Here are a few bottles of the spicy kimchi I’ve made. All the recipes I could find varied with seasonings and vegetables. I decided to use what we had and make up my own pickling recipe. It is really tasty and will be a great way to save money. This much kimchi at the farmer’s market would be around $30. I made all of this for about $6.

Well the greenhouse is finally ready to be a greenhouse. It gets quite warm and roasty in there during the day. Only took a year or so to get it finished up with no outside help. The next step will be making the solar collector for the radiant floor heating. However, my Urban Greenhouse Controller is still in the works for the Renesas contest. It gets priority for a few days now.

Front view of the greenhouse.

Potting soil has been made from sifted compost, peat moss, vermiculite and a bit our homemade organic fertilizer blend. We’ve started a few seeds and the rest of the trays will be filled this week.

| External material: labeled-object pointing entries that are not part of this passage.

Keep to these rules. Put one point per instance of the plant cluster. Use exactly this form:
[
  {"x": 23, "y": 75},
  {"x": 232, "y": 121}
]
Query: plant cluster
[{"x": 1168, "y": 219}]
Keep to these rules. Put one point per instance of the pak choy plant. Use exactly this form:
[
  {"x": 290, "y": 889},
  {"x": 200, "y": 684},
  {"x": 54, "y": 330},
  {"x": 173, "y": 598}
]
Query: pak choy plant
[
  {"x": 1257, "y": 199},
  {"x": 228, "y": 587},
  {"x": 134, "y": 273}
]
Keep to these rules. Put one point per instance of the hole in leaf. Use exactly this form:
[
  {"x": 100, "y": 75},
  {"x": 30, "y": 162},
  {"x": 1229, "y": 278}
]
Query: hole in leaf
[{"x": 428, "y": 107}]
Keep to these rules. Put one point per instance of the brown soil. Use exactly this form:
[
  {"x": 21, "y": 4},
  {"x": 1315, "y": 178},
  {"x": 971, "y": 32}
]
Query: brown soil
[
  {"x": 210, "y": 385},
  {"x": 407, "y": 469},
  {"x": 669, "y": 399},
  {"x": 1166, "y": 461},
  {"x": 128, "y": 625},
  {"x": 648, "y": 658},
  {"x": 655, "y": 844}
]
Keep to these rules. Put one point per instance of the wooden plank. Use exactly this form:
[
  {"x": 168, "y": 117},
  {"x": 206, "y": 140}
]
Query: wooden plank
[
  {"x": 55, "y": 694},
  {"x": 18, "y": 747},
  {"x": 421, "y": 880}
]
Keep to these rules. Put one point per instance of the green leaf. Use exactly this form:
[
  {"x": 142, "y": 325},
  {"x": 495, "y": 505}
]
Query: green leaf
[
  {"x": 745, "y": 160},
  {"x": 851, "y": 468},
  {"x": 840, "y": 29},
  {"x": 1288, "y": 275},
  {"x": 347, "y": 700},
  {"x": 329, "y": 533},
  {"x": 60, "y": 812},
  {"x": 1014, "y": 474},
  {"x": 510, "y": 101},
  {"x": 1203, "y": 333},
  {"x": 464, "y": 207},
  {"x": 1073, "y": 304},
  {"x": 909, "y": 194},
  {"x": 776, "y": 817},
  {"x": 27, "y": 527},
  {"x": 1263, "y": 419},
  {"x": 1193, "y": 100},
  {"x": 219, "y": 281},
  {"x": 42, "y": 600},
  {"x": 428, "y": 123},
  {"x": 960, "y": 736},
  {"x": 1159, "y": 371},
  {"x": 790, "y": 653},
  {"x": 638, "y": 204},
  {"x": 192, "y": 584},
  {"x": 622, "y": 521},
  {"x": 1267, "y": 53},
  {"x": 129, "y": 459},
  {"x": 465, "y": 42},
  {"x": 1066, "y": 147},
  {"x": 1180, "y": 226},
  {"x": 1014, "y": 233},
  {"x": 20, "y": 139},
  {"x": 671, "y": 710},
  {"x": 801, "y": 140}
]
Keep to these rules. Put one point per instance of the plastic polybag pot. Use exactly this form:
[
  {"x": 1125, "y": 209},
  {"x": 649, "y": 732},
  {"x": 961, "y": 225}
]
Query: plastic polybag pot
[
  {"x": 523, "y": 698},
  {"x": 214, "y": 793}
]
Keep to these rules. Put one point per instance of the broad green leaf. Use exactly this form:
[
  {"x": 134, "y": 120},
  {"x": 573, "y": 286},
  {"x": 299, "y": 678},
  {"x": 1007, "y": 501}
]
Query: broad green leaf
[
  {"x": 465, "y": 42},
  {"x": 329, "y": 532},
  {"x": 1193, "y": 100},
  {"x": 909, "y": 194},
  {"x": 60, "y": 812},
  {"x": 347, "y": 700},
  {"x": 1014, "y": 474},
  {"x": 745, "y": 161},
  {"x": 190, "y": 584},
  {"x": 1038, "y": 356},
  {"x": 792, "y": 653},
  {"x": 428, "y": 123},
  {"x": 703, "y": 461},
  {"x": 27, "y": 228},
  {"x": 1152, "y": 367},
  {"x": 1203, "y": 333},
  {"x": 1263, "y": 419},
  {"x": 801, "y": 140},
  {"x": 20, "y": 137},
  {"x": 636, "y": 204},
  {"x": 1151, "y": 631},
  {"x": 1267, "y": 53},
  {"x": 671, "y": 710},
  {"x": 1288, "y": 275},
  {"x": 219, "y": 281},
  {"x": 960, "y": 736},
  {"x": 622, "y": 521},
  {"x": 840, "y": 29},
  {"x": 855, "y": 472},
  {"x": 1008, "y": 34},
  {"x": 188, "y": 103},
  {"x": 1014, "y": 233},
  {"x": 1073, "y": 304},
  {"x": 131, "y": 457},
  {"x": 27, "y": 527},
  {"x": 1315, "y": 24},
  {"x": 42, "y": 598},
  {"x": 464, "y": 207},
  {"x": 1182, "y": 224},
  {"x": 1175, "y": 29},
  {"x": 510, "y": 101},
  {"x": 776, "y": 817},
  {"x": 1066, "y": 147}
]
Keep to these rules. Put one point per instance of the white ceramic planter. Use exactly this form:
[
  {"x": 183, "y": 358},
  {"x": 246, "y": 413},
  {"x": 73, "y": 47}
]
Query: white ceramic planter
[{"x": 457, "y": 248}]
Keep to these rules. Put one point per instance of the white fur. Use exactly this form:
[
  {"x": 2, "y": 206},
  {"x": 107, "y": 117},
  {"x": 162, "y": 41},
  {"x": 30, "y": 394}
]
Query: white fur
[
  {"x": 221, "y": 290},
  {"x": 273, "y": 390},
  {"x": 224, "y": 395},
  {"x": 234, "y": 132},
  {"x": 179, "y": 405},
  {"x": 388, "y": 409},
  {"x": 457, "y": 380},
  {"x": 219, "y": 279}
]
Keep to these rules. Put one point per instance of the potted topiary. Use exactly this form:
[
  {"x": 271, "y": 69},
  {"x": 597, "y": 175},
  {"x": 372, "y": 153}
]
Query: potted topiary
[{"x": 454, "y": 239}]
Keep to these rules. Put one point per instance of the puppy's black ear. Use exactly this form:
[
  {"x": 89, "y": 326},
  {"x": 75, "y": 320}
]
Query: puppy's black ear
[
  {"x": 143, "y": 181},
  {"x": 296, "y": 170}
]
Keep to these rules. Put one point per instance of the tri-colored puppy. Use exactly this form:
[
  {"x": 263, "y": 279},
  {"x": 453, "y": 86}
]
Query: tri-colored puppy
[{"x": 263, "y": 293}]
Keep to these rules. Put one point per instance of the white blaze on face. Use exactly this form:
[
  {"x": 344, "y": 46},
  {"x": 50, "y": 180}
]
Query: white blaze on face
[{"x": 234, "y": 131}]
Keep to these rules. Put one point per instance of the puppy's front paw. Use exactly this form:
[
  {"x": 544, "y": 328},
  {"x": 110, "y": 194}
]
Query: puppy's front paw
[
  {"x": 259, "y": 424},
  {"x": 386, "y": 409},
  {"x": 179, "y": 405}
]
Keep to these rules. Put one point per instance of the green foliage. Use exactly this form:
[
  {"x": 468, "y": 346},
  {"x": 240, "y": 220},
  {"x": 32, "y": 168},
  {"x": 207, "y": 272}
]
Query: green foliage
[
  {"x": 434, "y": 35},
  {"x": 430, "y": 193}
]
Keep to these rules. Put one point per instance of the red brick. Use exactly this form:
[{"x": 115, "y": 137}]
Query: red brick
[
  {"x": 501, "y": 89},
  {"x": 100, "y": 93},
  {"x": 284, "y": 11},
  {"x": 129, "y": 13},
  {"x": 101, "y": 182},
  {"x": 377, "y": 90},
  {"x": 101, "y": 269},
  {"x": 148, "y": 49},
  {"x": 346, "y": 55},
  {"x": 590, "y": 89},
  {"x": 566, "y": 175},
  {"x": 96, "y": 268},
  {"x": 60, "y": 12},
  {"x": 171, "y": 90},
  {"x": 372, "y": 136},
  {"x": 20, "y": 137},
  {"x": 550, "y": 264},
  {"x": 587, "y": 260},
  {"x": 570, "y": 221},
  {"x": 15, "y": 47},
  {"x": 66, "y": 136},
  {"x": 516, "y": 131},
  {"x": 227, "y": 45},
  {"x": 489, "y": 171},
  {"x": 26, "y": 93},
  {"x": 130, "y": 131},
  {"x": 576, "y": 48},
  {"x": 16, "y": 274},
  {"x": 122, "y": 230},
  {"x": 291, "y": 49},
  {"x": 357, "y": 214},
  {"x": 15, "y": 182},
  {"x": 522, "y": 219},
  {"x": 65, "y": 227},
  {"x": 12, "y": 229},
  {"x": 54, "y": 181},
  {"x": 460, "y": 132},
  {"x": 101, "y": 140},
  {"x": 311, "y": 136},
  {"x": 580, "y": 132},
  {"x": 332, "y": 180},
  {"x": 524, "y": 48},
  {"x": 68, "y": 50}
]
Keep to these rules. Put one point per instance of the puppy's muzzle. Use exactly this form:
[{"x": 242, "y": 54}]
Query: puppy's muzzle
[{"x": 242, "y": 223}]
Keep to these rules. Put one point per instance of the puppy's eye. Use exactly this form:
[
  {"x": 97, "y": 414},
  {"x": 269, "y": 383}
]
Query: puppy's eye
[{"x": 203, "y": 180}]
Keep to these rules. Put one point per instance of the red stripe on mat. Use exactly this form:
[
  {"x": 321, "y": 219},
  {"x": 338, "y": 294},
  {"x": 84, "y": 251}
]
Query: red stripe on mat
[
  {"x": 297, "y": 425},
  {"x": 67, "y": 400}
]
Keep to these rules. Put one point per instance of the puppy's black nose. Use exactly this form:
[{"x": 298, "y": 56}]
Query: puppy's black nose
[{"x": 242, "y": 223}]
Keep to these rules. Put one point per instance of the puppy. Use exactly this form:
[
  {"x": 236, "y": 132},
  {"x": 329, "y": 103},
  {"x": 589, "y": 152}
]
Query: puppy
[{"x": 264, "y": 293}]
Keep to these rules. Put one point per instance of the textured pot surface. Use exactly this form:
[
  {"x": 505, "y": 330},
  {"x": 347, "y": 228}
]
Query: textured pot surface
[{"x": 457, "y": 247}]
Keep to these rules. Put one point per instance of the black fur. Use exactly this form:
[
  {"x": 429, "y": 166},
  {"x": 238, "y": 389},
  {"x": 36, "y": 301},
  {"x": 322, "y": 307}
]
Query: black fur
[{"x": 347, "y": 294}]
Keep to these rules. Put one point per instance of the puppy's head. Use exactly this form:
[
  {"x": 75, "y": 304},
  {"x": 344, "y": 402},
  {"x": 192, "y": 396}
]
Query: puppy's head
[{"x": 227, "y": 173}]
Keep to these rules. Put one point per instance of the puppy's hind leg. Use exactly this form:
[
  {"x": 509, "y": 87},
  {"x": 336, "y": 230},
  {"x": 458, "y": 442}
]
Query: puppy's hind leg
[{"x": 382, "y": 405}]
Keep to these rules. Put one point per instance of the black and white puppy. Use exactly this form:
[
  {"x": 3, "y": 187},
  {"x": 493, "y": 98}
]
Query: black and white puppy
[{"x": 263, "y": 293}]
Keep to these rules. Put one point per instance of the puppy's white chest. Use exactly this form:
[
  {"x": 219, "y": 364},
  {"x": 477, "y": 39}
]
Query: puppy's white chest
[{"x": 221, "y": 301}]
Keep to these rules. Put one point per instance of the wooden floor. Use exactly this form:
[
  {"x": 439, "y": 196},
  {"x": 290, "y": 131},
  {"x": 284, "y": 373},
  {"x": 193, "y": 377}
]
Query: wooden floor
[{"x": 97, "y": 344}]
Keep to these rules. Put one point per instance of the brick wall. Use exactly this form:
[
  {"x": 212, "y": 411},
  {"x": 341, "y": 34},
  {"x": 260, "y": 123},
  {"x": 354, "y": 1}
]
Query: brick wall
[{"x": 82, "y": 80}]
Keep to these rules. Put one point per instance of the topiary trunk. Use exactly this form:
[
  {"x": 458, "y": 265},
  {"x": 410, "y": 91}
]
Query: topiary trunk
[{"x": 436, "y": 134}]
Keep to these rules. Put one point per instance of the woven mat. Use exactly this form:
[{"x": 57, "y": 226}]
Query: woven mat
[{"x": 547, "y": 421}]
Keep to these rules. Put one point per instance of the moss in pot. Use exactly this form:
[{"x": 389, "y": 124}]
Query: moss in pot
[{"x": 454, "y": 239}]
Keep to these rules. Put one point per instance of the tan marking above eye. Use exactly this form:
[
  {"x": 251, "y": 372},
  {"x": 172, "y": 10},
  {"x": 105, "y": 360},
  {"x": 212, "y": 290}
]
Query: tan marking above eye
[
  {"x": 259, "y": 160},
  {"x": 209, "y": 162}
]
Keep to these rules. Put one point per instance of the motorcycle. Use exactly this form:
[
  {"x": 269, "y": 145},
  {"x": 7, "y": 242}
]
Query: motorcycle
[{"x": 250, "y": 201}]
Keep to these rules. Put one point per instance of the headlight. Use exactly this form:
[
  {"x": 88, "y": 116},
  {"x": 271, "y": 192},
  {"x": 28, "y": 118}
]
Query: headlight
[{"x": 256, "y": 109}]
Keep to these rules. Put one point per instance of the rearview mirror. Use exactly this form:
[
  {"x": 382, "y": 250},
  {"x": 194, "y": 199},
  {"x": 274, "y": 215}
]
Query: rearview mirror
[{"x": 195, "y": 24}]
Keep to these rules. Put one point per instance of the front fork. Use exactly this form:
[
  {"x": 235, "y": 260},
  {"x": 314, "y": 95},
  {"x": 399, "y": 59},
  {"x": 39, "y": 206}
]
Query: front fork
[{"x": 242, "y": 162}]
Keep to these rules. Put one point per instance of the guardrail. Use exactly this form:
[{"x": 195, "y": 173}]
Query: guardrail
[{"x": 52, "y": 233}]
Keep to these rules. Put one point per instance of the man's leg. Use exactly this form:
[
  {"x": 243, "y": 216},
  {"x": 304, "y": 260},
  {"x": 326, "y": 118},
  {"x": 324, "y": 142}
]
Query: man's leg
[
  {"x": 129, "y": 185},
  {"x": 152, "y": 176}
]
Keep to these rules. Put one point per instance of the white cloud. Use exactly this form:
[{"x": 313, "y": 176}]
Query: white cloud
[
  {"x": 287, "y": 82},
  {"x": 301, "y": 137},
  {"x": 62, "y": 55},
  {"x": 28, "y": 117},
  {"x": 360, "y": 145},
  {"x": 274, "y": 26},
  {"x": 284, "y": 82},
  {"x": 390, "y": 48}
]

This is only a start. We hope to have 3 tiers on each wall of seedlings. There will be plenty of tomato seedlings for sale and trade. This year we are planning on a lot of Cherokee Purple tomatoes. Sliced with Buratta, they can’t be beat.

The start…

The baby chickens have been outside a bit. Temperatures are still a bit cool to let them roam. They don’t seem to mind getting a little sun on a breezy day.

The new chickens, 1 month old.

We’ve also been working hard at making a math game. If we can hurry, we’ll make it an instructable and enter it into the microcontroller contest at Instructables.com. All of the hardware is solved. It’s on breadboard now with a custom printed circuit board in the works. It is powered by a ATMega328p (as a barebones arduino) and programmed with a Bus Pirate. The software is being tweaked and should be done in a few days.